Overview
- Status: Approved
- Owner: Indian Railways
- Locale: Gujarat;
- Termini: Ahemdabad(sarkhej); Dholera;
- Stations: 14

Service
- Type: High-speed rail
- Rolling stock: Vande Bharat (trainset)

History
- Planned opening: 2031

Technical
- Line length: 134 km (83 mi)
- Character: Elevated and grade-separated
- Track gauge: Broad gauge
- Electrification: 25 kV 50 Hz AC (Overhead lines)
- Operating speed: 200 km/h (120 mph)

= Ahmedabad–Dholera high-speed rail corridor =

Indian high speed rail line

The Ahmedabad–Dholera High-Speed Rail Corridor is an approved high speed rail project of Indian Railways in the state of Gujarat.
The line will connect the state's largest city, Ahmedabad(sarkhej), to the Dholera Special Investment Region (SIR) and the upcoming Dholera International Airport. Indian Railways plans to commission the line by the year 2031.

The 134-kilometre (83 mi) long, broad-gauge, double-track corridor will have a design speed of 220 km/h
as well as a 70 km (43 mi) long elevated viaduct. The corridor will utilize indigenous developed technologies, including rolling stock, signaling, and design standards.

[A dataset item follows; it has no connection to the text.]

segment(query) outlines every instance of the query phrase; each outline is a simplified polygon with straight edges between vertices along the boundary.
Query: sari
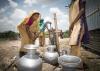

The transition to these rails may lower the region's carbon footprint by cutting carbon dioxide emissions by an expected 20 million kilograms.

== Design ==
The project will utilize advanced, indigenously-manufactured broad-gauge trainsets currently under development by the Integral Coach Factory in Chennai.
The rolling stock will have a top speed of 220 km/h and will be based on the Vande Bharat (trainset) platform.The project will have a 74 km long elevated viaduct, three mega bridges, 39 road-under-bridges and two rail-over-rail crossings

== Route and connectivity ==
The proposed railway corridor will begin at Sarkhej in Ahmedabad and extend towards Dholera. The project is planned to improve rail connectivity to the Dholera Special Investment Region, which is being developed as an industrial and manufacturing centre in Gujarat. The corridor will also provide connectivity to the upcoming Dholera Airport and the National Maritime Heritage Complex at Lothal.

According to the Ministry of Railways, the project is expected to benefit approximately 284 villages with a combined population of around 500,000 people. The improved railway connection is intended to facilitate faster commuting between Ahmedabad and Dholera and support same-day travel between the two areas.

The corridor forms part of a wider transport network being developed in the Ahmedabad–Dholera region. It is planned alongside road, airport and industrial infrastructure to improve multimodal connectivity.

== Project ==
The Ahmedabad–Dholera Semi High-Speed Rail Corridor was approved by the Cabinet Committee on Economic Affairs in May 2026. The project has an estimated cost of ₹20,667 crore and comprises approximately 134 km of double-track railway between Sarkhej in Ahmedabad and Dholera. The project is planned for completion during 2030–31. The Ministry of Railways has described it as the first semi-high-speed rail project of Indian Railways to use indigenously developed technology.

The corridor is intended to provide faster passenger connectivity between Ahmedabad and the Dholera region. It will connect the Dholera Special Investment Region (SIR), the upcoming Dholera Airport and the National Maritime Heritage Complex at Lothal with the Ahmedabad metropolitan area.

== Relationship with the Ahmedabad–Dholera Expressway ==
The railway corridor is being developed as part of the wider transport infrastructure between Ahmedabad and Dholera. The Ahmedabad Dholera Expressway provides road connectivity between the two regions, while provision has been made for the development of a semi-high-speed railway corridor along the expressway alignment.

The Government of India has stated that a 30-metre right-of-way for the proposed railway corridor was acquired along the Ahmedabad–Dholera Expressway. The railway is intended to complement the expressway by providing a dedicated passenger rail connection between Ahmedabad and the Dholera region.